Darauf aufbauend sind die qualitativen und quantitativen Funktionsverluste für die betroffenen Individuen bzw. (Teil-)Bestände zu beurteilen. Soweit möglich, ist die Prognose durch Vergleich mit standörtlich und strukturell ähnlichen Habitaten bzw. solchen, die bereits entsprechenden Veränderungen unterlagen, abzusichern.

Im Einzelfall können auch Flächen außerhalb des Gebietes zu berücksichtigen sein, sofern die betroffenen (Teil-)Habitate eine wesentliche funktionale Bedeutung für die im Gebiet vorkommenden Bestände der Art aufweisen.

Etwaige kumulative Wirkungen additiver oder synergistischer Art durch andere Wirkfaktoren des Projekts/Plans oder im Zusammenwirken mit anderen Projekten/Plänen sind zu berücksichtigen.

Im Einzelfall können aus Gründen der Prognosesicherheit auch weitergehende Methoden notwendig werden (z. B. Populationsgefährdungsanalysen, Wirkungstests in Feldversuchen, s. Rassmus et al. 2003, Lambrecht et al. 2004).
A 338 Neuntöter (Lanius collurio)
2 Veränderung der Habitatstruktur / Nutzung Relevanz des Wirkfaktors: 2
2-5 (Länger) andauernde Aufgabe habitatprägender Nutzung / Pflege
4. Relevanzschwelle Jahr:

o. J.
Seite(n):

Qualifizierung der Quelle:
E
4.01 BearbeiterInnen FFH-VP-Info (siehe Impressum)
Soweit die Bestände der Art bzw. ihre Habitate nach den gebietsspezifischen Erhaltungszielen zu bewahren oder zu entwickeln sind, wird die Relevanzschwelle grundsätzlich bei jedem längerfristigen Ausfall habitatprägender Nutzung oder Pflege mit negativen Veränderungen in einem (Teil-) Habitat im Gebiet überschritten.

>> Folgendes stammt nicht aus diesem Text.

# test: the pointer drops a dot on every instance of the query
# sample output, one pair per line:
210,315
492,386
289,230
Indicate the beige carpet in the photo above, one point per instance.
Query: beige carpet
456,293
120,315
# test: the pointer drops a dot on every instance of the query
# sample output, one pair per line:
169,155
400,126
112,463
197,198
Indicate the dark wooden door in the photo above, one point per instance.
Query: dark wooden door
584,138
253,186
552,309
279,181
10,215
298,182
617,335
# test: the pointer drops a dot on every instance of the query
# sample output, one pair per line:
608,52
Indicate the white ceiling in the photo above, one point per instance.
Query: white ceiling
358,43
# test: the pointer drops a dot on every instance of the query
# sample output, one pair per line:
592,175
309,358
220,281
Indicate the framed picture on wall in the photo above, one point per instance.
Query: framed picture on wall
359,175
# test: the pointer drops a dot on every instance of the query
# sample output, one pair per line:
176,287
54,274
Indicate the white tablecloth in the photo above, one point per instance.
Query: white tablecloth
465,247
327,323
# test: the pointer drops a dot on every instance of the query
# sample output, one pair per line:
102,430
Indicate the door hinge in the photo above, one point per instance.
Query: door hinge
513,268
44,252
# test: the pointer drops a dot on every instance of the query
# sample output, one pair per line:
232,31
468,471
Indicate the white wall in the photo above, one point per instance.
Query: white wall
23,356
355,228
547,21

Im Einzelfall können Veränderungen auch außerhalb des Gebietes relevant sein, sofern die betroffenen (Teil-)Habitate eine wesentliche funktionale Bedeutung für die Bestände der Art im Gebiet aufweisen.
A 338 Neuntöter (Lanius collurio)
2 Veränderung der Habitatstruktur / Nutzung Relevanz des Wirkfaktors: 2
2-5 (Länger) andauernde Aufgabe habitatprägender Nutzung / Pflege
5. Erheblichkeitsschwelle Jahr:

o. J.
Seite(n):

Qualifizierung der Quelle:
E
5.01 BearbeiterInnen FFH-VP-Info (siehe Impressum)
Die Beeinträchtigungsintensität resultiert einerseits aus der artspezifischen Empfindlichkeit und andererseits aus der Intensität und Dimension der Veränderung der Habitatstrukturen und -funktionen.

Die absolute und die relative Dimension des Habitatverlustes bzw. seiner qualitativen Funktionsminderung sind wesentliche Größen der Beurteilung.

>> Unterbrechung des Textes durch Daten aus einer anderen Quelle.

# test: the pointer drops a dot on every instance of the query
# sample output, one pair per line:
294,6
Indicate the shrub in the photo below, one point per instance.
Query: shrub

Wichtig für die Erheblichkeitsbeurteilung sind zudem die funktionale Bedeutung der einzelnen betroffenen Flächen/Teilhabitate sowie die zeitliche Dimension der Beeinträchtigung (Zeitpunkt, Häufigkeit und Dauer).

In bestimmten Fällen kann der Konventionsvorschlag für direkten Flächenentzug / -verlust in Habitaten zur Orientierung herangezogen werden (s. Wirkfaktor 1-1). Dabei ist jedoch zu berücksichtigen, dass die in diesem Ansatz integrierten Orientierungswerte für vollständige bzw. dauerhafte Habitatverluste konzipiert wurden. Für graduelle Funktionsminderungen sind dagegen eigenständige Bewertungsansätze zu entwickeln oder die Funktionsverluste müssten als (ggf. prozentuale) Funktionsminderung bilanziert und dann mit den Orientierungswerten des Konventionsvorschlags ins Verhältnis gesetzt werden (vgl. Beispiel in Lambrecht & Trautner 2007: 83).